Pendant un instant, j'étais redevenu un enfant. La douleur avait beau être intense, la perspective de pouvoir lui rendre la pareille me mettait en joie. Mon ami géant se mit alors en position pour recevoir ma réponse. Oubliant mes maux intérieurs, je focalisais mon attention pour lui offrir la frappe la plus cinglante que je pouvais lui fournir.

S'il ne broncha pas d'un poil, je le surpris en train de se masser la joue. Manifestement ravi puisqu'il laissa s'échapper un petit rire joyeux.

-Meilleur qu'avant.

Une fois l'excitation passée, mon esprit se maria à nouveau avec les tribulations moroses qui l'accablaient.

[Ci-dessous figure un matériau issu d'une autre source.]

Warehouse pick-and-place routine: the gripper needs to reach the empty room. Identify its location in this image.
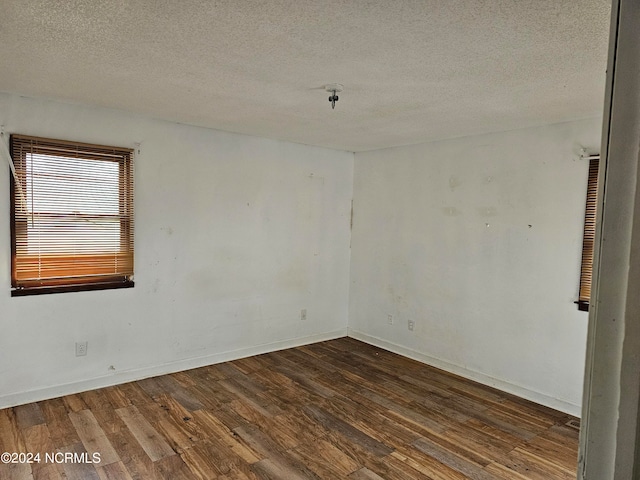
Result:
[0,0,640,480]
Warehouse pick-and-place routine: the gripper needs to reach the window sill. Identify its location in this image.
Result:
[11,281,134,297]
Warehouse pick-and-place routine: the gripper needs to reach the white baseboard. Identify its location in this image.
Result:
[0,328,347,408]
[348,328,582,417]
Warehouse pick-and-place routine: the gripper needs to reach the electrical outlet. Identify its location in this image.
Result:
[76,341,89,357]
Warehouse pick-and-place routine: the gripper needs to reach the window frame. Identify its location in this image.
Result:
[10,134,134,297]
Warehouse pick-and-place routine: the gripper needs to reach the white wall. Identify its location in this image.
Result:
[0,94,353,407]
[349,118,601,415]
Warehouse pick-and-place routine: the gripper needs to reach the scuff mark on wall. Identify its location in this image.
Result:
[442,207,462,217]
[478,207,498,217]
[449,175,462,192]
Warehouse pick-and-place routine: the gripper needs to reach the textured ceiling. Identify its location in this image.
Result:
[0,0,610,151]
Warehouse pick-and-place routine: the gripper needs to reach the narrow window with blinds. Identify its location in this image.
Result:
[576,158,600,312]
[11,134,133,296]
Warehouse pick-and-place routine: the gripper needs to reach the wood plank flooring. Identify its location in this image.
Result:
[0,338,579,480]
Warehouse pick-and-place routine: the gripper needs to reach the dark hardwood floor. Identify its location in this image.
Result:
[0,338,578,480]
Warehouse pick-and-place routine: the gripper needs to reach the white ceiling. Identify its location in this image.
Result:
[0,0,610,151]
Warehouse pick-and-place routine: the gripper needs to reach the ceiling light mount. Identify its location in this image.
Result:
[324,83,344,108]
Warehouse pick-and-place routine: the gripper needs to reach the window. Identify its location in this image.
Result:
[11,135,133,296]
[576,158,600,312]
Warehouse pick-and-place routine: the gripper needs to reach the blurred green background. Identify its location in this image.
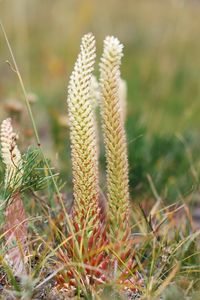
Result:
[0,0,200,202]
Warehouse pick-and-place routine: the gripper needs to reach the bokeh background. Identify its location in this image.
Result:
[0,0,200,203]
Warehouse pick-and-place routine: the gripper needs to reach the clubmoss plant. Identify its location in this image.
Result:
[67,33,99,227]
[100,36,130,239]
[1,118,27,276]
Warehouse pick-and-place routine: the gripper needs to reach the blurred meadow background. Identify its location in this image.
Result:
[0,0,200,203]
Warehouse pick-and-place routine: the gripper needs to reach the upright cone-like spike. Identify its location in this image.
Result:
[1,118,22,189]
[100,36,129,238]
[0,118,28,276]
[67,33,99,227]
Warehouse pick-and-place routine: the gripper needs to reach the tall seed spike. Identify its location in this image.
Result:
[0,118,28,276]
[100,36,129,239]
[67,33,99,230]
[0,118,22,188]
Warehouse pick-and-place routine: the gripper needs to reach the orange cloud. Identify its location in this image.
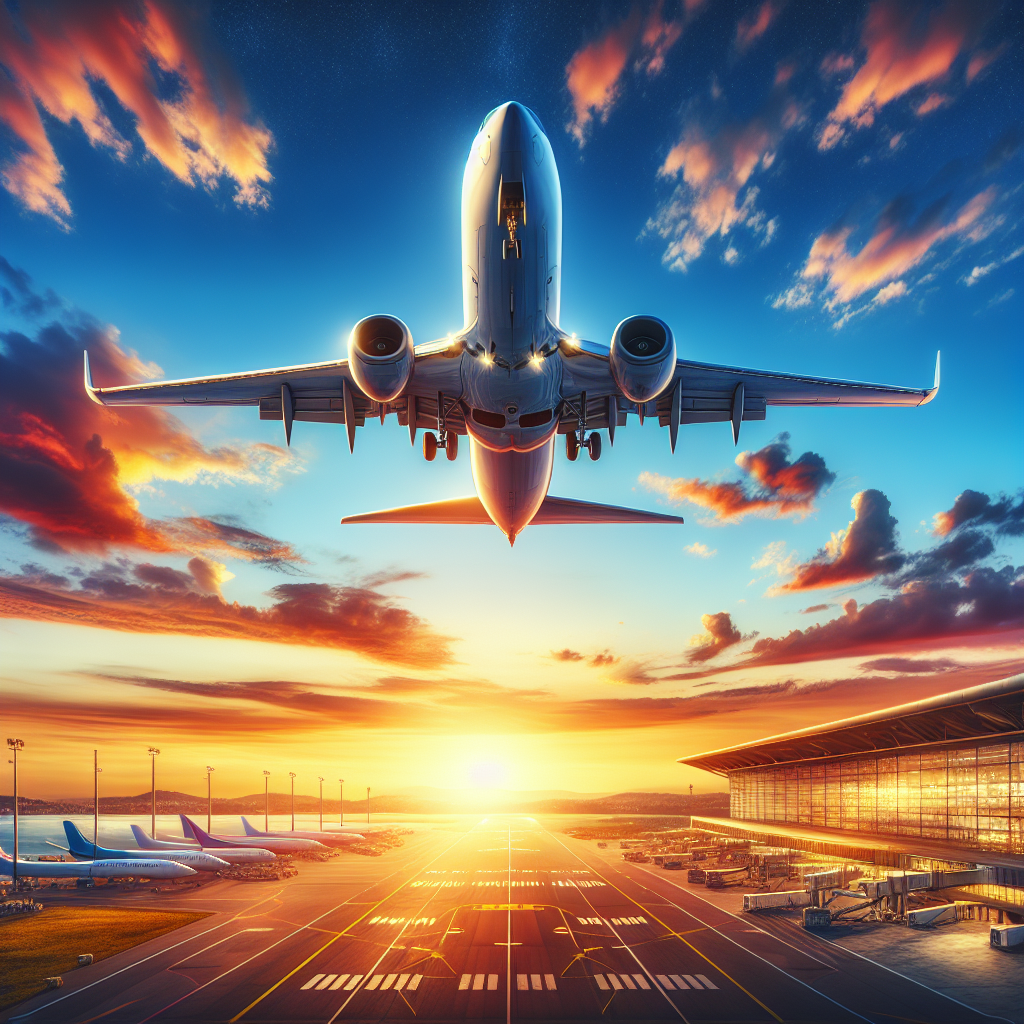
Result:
[565,0,702,145]
[648,77,804,270]
[778,489,906,592]
[735,0,782,53]
[818,0,986,150]
[0,262,301,564]
[640,433,836,524]
[0,559,452,669]
[790,186,996,308]
[0,0,273,226]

Je suis un traitre idéalisé en héro. Un traitre sur le point de bouleverser la vie d'un peuple innocent. Je ne suis pas un messie. Je suis tout au plus un corbeau. Un oiseau de mauvais augure. Un présage à craindre. Je n'ai jamais voulu d'une vie normale, je n'ai jamais voulu cela pour autant. Je veux juste m'enfuir.

REFOULE PRÉTEND AGIS.

-J'ai de bonnes nouvelles pour vous tous.

Mentir était d'une facilité déconcertante, pourtant en cet instant précis, je rêvais d'être débusqué.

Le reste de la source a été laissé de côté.